ライブラリーズ ~新たな柱となれ~  

 あるところに、何の変哲もない青年がおりました。
名は石上宅嗣。

人と目が合うだけで、胸の奥がきゅっと縮む。
コンビニのレジに並ぶだけで、喉がひりつく。
二十歳。未来は明るいはずの年頃でありながら、彼は常に人の輪の外に立っていました。

誰かと話そうとすると、言葉が絡まる。
沈黙が怖い。
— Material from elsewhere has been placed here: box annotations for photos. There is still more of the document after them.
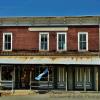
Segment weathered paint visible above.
[0,56,100,65]
[28,27,68,31]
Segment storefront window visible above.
[1,66,13,80]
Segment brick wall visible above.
[67,26,99,51]
[0,26,99,51]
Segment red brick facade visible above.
[0,26,99,51]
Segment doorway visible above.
[15,65,30,89]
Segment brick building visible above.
[0,16,100,91]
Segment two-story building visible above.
[0,16,100,91]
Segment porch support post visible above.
[66,71,68,91]
[30,71,32,90]
[11,66,15,93]
[95,67,98,91]
[84,68,86,91]
[0,66,2,85]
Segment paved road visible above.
[0,94,100,100]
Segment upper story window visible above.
[57,32,67,51]
[78,32,88,51]
[39,32,49,51]
[3,33,12,51]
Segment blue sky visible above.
[0,0,100,16]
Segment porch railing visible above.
[30,81,54,90]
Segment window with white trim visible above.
[39,32,49,51]
[78,32,88,51]
[75,67,84,82]
[57,32,67,51]
[3,33,12,51]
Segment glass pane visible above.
[83,34,86,41]
[80,42,83,50]
[41,35,44,42]
[58,34,65,50]
[62,34,65,42]
[41,34,47,50]
[58,34,62,41]
[82,42,86,50]
[7,35,11,42]
[80,34,82,41]
[4,43,8,50]
[44,34,47,42]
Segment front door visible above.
[75,67,93,90]
[15,66,30,89]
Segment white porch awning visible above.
[0,56,100,65]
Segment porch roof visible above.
[0,56,100,65]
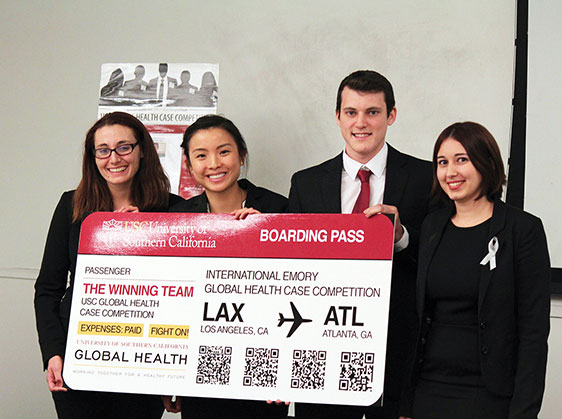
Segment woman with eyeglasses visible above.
[162,115,287,419]
[35,112,183,419]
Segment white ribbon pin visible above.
[480,236,500,271]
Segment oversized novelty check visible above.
[64,213,394,405]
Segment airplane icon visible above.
[277,301,312,338]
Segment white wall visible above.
[0,0,562,418]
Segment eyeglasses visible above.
[94,143,139,159]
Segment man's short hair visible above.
[336,70,396,115]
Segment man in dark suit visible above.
[289,71,432,419]
[148,63,178,106]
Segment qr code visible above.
[195,345,232,385]
[340,352,375,391]
[243,348,279,387]
[291,349,326,389]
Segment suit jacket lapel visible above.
[478,200,506,312]
[383,144,408,206]
[416,208,452,319]
[321,153,343,214]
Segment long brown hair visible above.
[72,112,170,222]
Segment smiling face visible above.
[189,128,244,192]
[437,137,482,204]
[336,87,396,163]
[94,125,142,190]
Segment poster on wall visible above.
[98,62,219,198]
[64,212,394,405]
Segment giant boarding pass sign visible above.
[64,213,394,405]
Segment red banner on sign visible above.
[79,212,394,260]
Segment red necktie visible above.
[352,169,371,214]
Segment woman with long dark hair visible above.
[162,115,287,419]
[405,122,550,419]
[35,112,182,419]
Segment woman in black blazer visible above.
[35,112,183,419]
[398,122,550,419]
[162,115,287,419]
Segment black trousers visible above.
[295,399,398,419]
[412,379,511,419]
[52,390,164,419]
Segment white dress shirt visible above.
[341,143,410,252]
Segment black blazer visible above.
[170,179,287,213]
[289,145,433,401]
[34,191,184,368]
[170,179,288,419]
[406,200,550,419]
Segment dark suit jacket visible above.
[170,179,288,419]
[289,145,433,416]
[148,76,178,93]
[406,201,550,419]
[34,191,184,368]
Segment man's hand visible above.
[363,204,404,243]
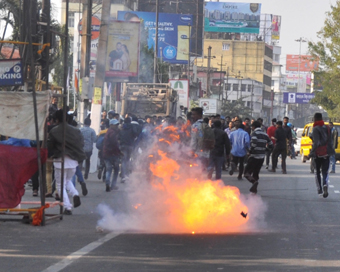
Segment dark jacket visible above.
[103,128,121,159]
[309,125,335,157]
[47,124,86,161]
[249,128,273,159]
[118,123,139,146]
[210,128,230,157]
[274,127,287,149]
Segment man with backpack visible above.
[190,107,215,170]
[229,119,250,180]
[308,112,335,198]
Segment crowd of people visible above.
[27,99,335,214]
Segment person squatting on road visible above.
[47,110,86,215]
[308,112,335,198]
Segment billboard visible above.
[272,15,281,40]
[204,2,261,33]
[118,11,192,64]
[0,59,24,86]
[105,21,140,77]
[283,93,315,104]
[286,55,319,72]
[169,79,189,108]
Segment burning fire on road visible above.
[98,124,266,234]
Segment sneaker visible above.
[64,209,72,215]
[80,182,88,196]
[97,169,103,179]
[73,195,81,208]
[323,185,328,198]
[249,181,259,194]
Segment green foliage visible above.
[221,97,252,118]
[308,1,340,117]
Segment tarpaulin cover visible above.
[0,92,50,140]
[0,145,47,209]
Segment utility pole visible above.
[207,46,211,97]
[153,0,159,83]
[218,55,226,100]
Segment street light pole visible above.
[295,37,307,92]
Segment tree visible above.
[308,1,340,117]
[221,97,252,118]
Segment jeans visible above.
[314,157,329,191]
[272,147,287,172]
[208,155,224,180]
[120,146,133,179]
[244,157,264,183]
[329,155,336,172]
[105,156,119,188]
[72,165,84,187]
[231,156,246,178]
[79,151,92,179]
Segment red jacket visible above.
[267,126,276,145]
[103,128,121,159]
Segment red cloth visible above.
[0,145,47,209]
[267,126,276,145]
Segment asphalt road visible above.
[0,155,340,272]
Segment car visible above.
[300,122,340,162]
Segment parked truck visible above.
[121,83,180,118]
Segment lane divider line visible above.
[42,232,121,272]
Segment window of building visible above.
[222,43,230,51]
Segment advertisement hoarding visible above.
[199,98,222,115]
[204,2,261,33]
[118,11,192,64]
[286,55,319,72]
[283,93,315,104]
[0,59,24,86]
[105,21,140,77]
[272,15,281,40]
[169,79,189,108]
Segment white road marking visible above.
[42,232,121,272]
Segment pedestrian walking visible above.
[268,121,287,174]
[244,121,273,194]
[229,119,250,180]
[308,112,335,198]
[329,122,338,174]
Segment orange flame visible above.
[150,150,248,234]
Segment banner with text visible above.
[105,21,140,78]
[204,2,261,33]
[283,93,315,104]
[118,11,192,64]
[169,79,189,108]
[0,59,24,86]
だが、声を出すのもまた怖い。
気がつけば、彼には「社会不適合者」という便利なレッテルが貼られていました。

――もっとも。

それは“今”の話。

遥か昔、極東の島国にて、『図書館』という知識の宝庫を創り上げた賢人がいたといいます。
その名も、石上宅嗣。

同じ名を持つこの青年が、その賢人とどんな縁を持つのか。
それはまだ、彼自身も知りません。

人生の節目に立たされたある日。
一匹の狐が、彼の前に現れます。

それが、すべての始まりでした。

やがて彼は、かつて築かれた『図書館』の柱となる運命へと足を踏み出します。
これは、どこにでもいるような…いや、どこにも居場所がなかった青年が、まだ誰も見知らぬ世界へとたどり着く物語。